KARDEŞ TANER‘İN DRAMI
Taner bir Alman hapishanesindedir ve Türkiye'ye sınır dışı edilmek için başvuruda bulunmuştur. Kız kardeşi, erkek kardeşi ve annesi Almanya'dan İzmir'e, yeni kurulmuş fırını ve bahçesindeki ayva ağacıyla Taner'i bekleyen eve gidiyorlar ama onu boşa bekliyorlar. Aile Taner‘in bu durumuyla büyük sarsıntılar geçiriyor, fena etkileniyor.
EBEVEYNLERİN BAŞARISI ÇOCUKLARIN KONUMUNDA GİZLİ
İnsanların yabancı bir ülkede bir yerde tutunmaları, ayak basmaları, başarıları ve kendileri için bir şeyler inşa etmeyi başarıp başaramadıkları genellikle sadece çocuklarının konumunda ortaya çıkar. Oğulları ve kızları kariyerlerinde bașarılı olur ve kendi yollarını çizerlerse, bir bakıma ebeveynlerini de gayetleri, çabalarıı ve katlandıkları sosyal dıșlanma nedeniyle ödüllendirmiș olurlar. Bektaș çifti kızlarıyla gurur duyuyorlar. Ancak büyük oğullarının suça bulașması ve nihayetinde Almanya'da kendini bașarısız olarak görmesi, anne babanın iki arada bir derede kalma duygusunu pekiștiriyor, Aile bir türlü huzur bulamıyor. Tüm bu yaşanan sıkıntılar, sorunlar Onur‘u hasta ediyor ve depresyon tedavisi görmeye başlıyor.
ALMANYA - TÜRKİYE ARASINDA GELGİTLER
Film sık sık Türkiye ile Yukarı Bavyera arasında gidip geliyor. Bahar Bektaș, Onur'la birlikte Starnberg Gölü kıyısındaki oturma odasında oturuyor, annesiyle birlikte çevredeki kır yollarında yürüyüșe çıkıyor, babasıyla birlikte İzmir'e gidiyor ve Onur'la birlikte ailenin Doğu Anadolu'daki köklerine, geldikleri topraklara seyahat ediyor. Aile üyelerinin özel sorunlarıyla, duygularıyla ilgileniyor ve konuşmaları herkesin yeniden buluşabileceği bir alan açmak için kullanıyor.

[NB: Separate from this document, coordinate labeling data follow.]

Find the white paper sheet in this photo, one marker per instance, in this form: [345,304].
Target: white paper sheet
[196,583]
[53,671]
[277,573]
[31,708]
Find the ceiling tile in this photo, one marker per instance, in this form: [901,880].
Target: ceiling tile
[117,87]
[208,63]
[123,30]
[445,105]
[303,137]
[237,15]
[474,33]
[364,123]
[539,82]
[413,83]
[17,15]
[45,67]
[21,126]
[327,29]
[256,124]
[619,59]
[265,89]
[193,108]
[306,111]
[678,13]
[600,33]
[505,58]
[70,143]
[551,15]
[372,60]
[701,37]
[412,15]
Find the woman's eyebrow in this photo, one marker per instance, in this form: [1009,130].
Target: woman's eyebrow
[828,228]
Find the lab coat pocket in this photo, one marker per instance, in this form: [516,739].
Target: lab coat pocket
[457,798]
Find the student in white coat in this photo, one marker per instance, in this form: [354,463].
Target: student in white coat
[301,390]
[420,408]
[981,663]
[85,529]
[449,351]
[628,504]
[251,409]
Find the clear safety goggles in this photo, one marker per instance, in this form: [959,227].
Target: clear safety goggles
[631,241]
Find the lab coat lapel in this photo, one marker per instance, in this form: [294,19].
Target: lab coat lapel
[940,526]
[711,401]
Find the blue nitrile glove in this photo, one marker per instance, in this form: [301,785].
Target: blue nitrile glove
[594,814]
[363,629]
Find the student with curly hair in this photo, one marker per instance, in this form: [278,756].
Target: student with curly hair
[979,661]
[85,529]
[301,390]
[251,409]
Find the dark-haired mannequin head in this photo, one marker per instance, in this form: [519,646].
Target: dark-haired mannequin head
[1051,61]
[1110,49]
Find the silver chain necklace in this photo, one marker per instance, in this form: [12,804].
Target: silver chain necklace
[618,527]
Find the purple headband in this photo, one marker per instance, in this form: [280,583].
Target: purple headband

Filmde Mustafa kızına henüz daha 16 yaşındayken Türkiye‘de hapishanede işkence gördüğünü anlatıyor. Annesi, Alman mülteci merkezinde kaldıkları süre boyunca karşılaştıkları ırkçılığı hatırlıyor. Kızgın bir şekilde, Taner'i ziyaretleri sırasında anlaştıkları süre boyunca görmesine izin verilmediği için kızına gözaltı merkezine bir şikayet mektubu yazdırır. Onur telefonda ona göçmenlik yetkililerinden bir mektup aldığını söyler. Onu sınır dışı etmek istemektedirler. Babası ve kız kardeşi bunun olamayacağı konusunda onu rahatlatır - ancak babası hemen bir avukat tutmaasını tavsiye eder. Filmi izlerken aklımıza takılan tek soru bu değildir: Nasıl olur da Almanya'da geçirdikleri 30 yıldan sonra bile aileye buraya ait olmadıkları söylenir?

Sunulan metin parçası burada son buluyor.